Второй монах, его спутник (вакидзурэ).
Старуха, затем поэтесса Оно-но Комати(ситэ).
Место действия: окрестности столицы; дорога, с которой виднеется Лавровая река; на обочине дороги разрушенная ступа — гробница.
235
Текст и музыку к этой одной из ранних пьес театра Но написал, видимо, Каннами Киёцугу.
Название пьесы в оригинале: "Сотоба Комати", что означает "Оно-но Комати у ступы". Ступа — из дерева, глины или камня разной величины — устанавливалась над священным захоронением, или в честь какого-нибудь святого, или же как знак благочестия. Облик ступы описан в речах персонажей пьесы. Вокруг ступы и разыгрываются коллизии сюжета. Японские исследователи указывают на несколько народных легенд, легших в основу пьесы: легенда о бессмертии Оно-но Комати; рассказ о том, как нищенка посрамила в споре ученых монахов; так называемая "легенда о ста ночах". Сюжет пьесы связан с именем Оно-но Комати.

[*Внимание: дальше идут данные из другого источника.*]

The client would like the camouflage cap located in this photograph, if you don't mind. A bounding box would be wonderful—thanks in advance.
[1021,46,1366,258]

Оно-но Комати (середина IX века), выдающаяся поэтесса, одна из основательниц классической танка-пятистишия. Академик Н. И. Конрад писал: "Комати славится не только как поэтесса, она знаменита на все века как образец женской красоты, и о чем вспоминают больше, когда говорят о ней теперь, установить трудно: так слились в ее образе эти два качества — поэтическое искусство и красота". Добавим, что имя ее в японском языке стало нарицанием красавицы. Биография Комати до нас не дошла. Но судьба ее, в неразрывной связи с замечательными стихами о любви, безоглядной и печальной, ее дивная красота произвела столь глубокое впечатление на современников, что вокруг ее имени стали складываться легенды. Уже в книге Сэй Сёнагон "Записки у изголовья" (конец X в.) о Комати говорится в связи с историей смерти молодого Фукакуса. Между тем литератор Фудзивара Киёцунэ (XII век), рассказывая эту историю, не называет героев по имени, и конец у нее другой: кавалер не приходит на сотую ночь, так как у него внезапно скончался родитель.

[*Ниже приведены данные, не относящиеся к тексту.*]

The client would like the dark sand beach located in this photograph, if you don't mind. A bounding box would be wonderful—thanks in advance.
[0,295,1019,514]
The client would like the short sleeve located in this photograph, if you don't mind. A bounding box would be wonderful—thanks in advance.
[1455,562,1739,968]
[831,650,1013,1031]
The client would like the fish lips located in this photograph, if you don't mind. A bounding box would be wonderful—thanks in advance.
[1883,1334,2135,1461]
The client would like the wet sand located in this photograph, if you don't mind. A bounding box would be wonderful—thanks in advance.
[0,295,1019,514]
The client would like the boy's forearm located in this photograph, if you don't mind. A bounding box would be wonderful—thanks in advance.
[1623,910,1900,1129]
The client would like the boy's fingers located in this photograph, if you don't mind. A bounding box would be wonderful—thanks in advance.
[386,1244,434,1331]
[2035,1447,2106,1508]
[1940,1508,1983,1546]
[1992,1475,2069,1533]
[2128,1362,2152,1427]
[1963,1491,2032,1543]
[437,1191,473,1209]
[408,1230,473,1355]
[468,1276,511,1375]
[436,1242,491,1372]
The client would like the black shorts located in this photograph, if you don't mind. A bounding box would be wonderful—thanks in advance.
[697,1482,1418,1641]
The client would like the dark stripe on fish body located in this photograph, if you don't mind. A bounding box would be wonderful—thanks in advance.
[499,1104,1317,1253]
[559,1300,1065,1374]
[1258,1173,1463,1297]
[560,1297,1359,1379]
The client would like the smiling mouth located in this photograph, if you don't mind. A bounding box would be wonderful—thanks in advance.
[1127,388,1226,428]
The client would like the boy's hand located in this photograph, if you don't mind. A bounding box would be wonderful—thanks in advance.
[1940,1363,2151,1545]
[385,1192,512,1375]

Казалось бы, реальная Комати почти ничем не связана с героиней пьесы. И тем не менее всем своим обликом — воплощением хэйанского эстетизма, всей своей поэзией, проникнутой тонким ощущением красоты мира, она именно как поэт, как тип поведения, органично существует в пьесе, написанной много веков спустя. Философию пьесы нельзя свести к какому-то определенному направлению в буддизме, но несомненно большое влияние дзэн-буддизма с его склонностью к парадоксальным путям открытия истины; с его приятием жизни как сферы поиска высшего бытия: истины, открывающейся как внезапная красота среди страдания, искажающего жизнь до гротеска. Оно-но Комати выражает эти идеи в споре (мондо) с монахами об истинной святости и святости ступы. Она размышляет свободно, для нее наличное существование ступы и святость ступы связаны, но это не одно и то же. Истина не нуждается в материальной подпоре, недаром в конце "спора", который в конечном счете не спор, а совместное выяснение истины, цитируются знаменитые слова Хуэй-нэна, основателя китайского дзэн-буддизма: "Просветление-бодхи не растет на дереве бодхи…" Их произносят Комати, первый монах и хор. Завершением этой темы в пьесе (и это знаменательно для классической японской культуры) является озорное пятистишие, сказанное Комати с мгновенной легкостью, с истинной свободой. Но вновь в пьесе звучит мотив кармы (см. прим. к с. 380), мотив возмездия за наслаждение красотой, земной жизни как цепи страданий. Карма настигает Оно-но Комати как бессмертная страсть молодого Фукакуса, мучимого обидой. Две части пьесы словно связаны словами 99 и 100: возрастом Комати и числом ночей ожидания Фукакуса. Словно колесо возмездия, вращается время героев пьесы от сумерек к ночи…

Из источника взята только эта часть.